Nul ne sait combien de temps s’écoula lors de cet instant suspendu, dans cette pièce ravagée par les turbulences de la tempête. Les yeux clos, le baron sentit le front de sa compagne se détacher du sien. Quand il les rouvrit, l’image de sa fiancée avait disparu, laissant place à celle d’un lévrier au regard perdu. La pauvre bête au long pelage gris crème et ébouriffé tournait la tête de gauche à droite. Elle le dévisageait de ses billes noisette, sa truffe humide gigotant au bout de son long museau effilé.

Cette vision anéantit le garçon. Il se courba vers l’avant, agrippa les draps avec force et fondit en larmes, incapable de se dominer tant il se sentait broyé de tout son être. Son corps fut secoué de spasmes violents. Il se laissa choir sur le matelas, enfonça la tête dans l’oreiller et hurla à pleins poumons, le cri étouffé par la literie.

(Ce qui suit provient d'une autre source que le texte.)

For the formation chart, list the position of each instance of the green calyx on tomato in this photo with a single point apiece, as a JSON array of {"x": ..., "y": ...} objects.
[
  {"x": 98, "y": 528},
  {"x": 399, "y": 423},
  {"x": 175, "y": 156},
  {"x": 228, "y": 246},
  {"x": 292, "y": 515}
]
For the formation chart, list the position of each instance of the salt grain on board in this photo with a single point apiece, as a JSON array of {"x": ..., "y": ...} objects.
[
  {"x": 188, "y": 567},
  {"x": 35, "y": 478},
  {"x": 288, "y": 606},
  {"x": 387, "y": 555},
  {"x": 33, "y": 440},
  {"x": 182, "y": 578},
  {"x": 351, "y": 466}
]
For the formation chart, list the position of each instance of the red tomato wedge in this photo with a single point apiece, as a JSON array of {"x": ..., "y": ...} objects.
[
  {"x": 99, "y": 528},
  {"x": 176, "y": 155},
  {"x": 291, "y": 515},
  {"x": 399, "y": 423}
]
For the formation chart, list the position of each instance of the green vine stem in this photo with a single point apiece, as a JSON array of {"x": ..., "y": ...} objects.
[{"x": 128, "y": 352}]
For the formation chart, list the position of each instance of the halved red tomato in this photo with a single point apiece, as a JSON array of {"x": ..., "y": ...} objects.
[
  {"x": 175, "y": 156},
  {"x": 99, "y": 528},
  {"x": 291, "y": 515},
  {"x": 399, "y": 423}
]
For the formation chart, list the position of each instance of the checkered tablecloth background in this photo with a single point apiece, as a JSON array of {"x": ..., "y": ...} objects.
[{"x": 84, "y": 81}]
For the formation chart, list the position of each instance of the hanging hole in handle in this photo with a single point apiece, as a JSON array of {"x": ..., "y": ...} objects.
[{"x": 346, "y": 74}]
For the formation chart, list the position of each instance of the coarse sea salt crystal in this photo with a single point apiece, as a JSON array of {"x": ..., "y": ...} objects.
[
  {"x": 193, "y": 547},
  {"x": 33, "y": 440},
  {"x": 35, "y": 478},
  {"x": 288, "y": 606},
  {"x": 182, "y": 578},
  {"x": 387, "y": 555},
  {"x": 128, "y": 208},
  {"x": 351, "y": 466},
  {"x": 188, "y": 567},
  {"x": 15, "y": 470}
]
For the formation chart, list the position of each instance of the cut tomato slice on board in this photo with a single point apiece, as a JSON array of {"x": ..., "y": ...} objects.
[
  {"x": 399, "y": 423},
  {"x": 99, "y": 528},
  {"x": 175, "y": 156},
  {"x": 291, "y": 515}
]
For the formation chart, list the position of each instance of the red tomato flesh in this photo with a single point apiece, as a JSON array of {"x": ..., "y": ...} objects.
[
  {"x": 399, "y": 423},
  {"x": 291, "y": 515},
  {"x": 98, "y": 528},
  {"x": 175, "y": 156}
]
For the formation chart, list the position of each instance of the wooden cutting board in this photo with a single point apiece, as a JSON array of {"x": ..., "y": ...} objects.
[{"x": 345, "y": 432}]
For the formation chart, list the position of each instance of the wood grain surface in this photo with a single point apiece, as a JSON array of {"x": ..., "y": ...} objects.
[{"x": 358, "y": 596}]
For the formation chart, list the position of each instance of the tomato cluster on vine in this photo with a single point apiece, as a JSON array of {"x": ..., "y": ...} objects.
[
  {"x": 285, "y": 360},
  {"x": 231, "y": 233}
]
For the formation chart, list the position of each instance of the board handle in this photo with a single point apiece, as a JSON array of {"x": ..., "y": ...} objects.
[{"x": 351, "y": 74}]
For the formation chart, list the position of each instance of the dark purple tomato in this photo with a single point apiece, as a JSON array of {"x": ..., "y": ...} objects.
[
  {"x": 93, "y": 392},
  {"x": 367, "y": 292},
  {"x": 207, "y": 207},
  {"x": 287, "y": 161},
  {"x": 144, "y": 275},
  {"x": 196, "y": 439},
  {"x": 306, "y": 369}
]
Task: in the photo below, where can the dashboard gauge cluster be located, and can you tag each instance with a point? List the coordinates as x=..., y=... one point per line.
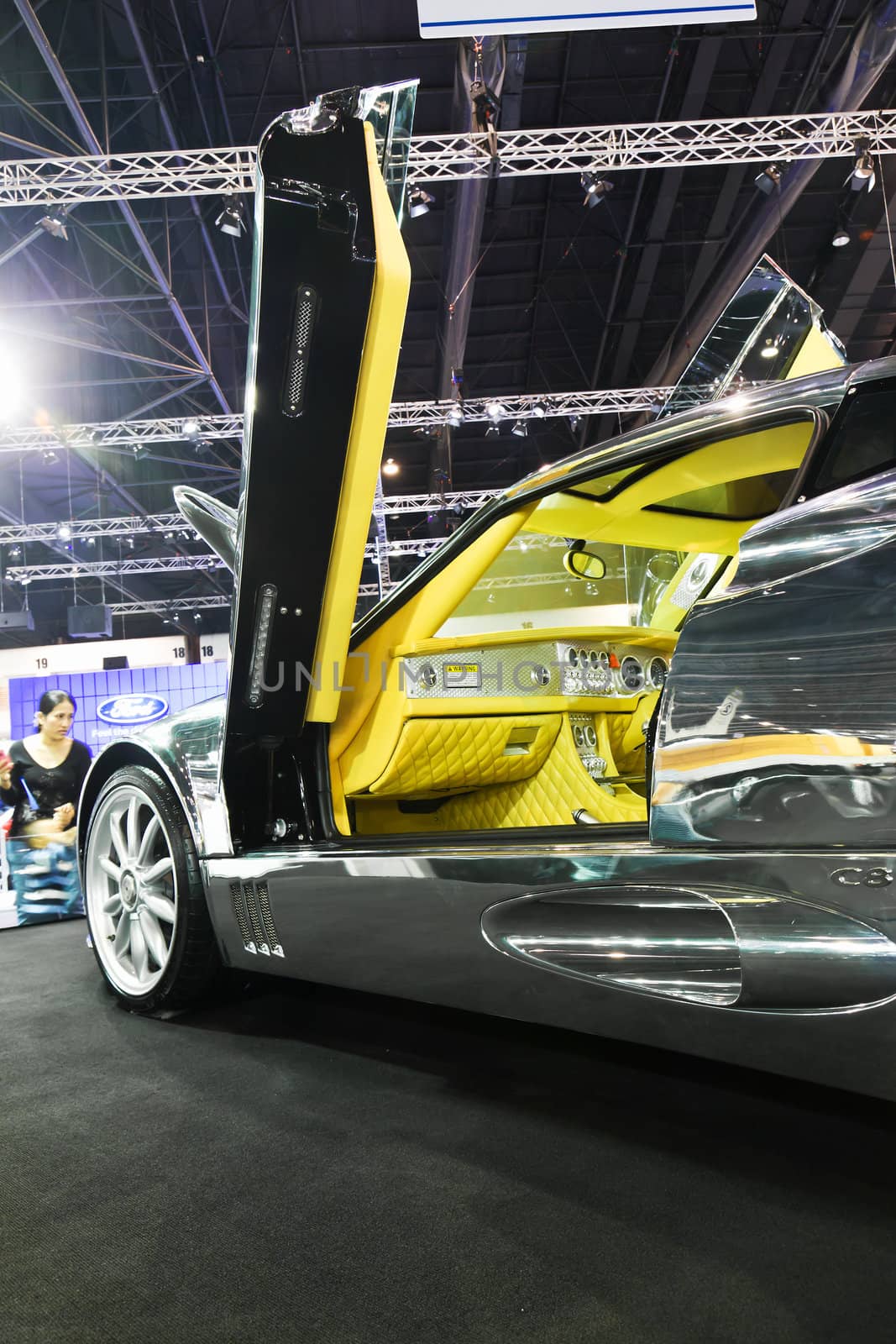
x=533, y=669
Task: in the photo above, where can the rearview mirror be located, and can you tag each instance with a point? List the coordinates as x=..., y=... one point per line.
x=584, y=564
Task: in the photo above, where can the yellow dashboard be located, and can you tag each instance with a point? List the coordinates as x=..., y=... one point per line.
x=493, y=705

Dès qu’il eut suffisamment expulsé sa peine, il cessa de bouger et ferma les yeux, gisant inerte sur le matelas où la chaleur de la jeune femme qui s’était tenue là tantôt s’était estompée, seul restait un effluve ténu de son parfum. La chienne, alertée, approcha sa tête velue et renifla son maître. Elle couina et pressa sa truffe noire contre sa joue.

Le jeune baron toisa l’animal puis, ulcéré, le repoussa violemment des deux mains. Peu stable sur ses longues pattes, la levrette manqua de basculer à la renverse. Elle sauta hors du lit et, tout en continuant de l’observer, s’affala sur le parquet, les oreilles basses et la queue rentrée entre les jambes.

Ivre de rage, Alexander se leva précipitamment et se rua à l’extérieur. Il dévala les marches de l’escalier, s’arma de ses bottes de chasse ainsi que de son manteau puis sortit braver les éléments pour se rendre à Iriden. Il marchait à vive allure sur la route carrossable, ignorant l’assaut venteux et les gouttes givrées qui s’immisçaient sous ses vêtements. Jamais son regard n’avait étincelé d’une telle fureur ; son père allait payer très cher ce crime. Ulrich pourrissait actuellement à la maison d’arrêt, enfermé dans une cellule sous l’œil inquisiteur de son geôlier, monsieur Yves Deslauriers.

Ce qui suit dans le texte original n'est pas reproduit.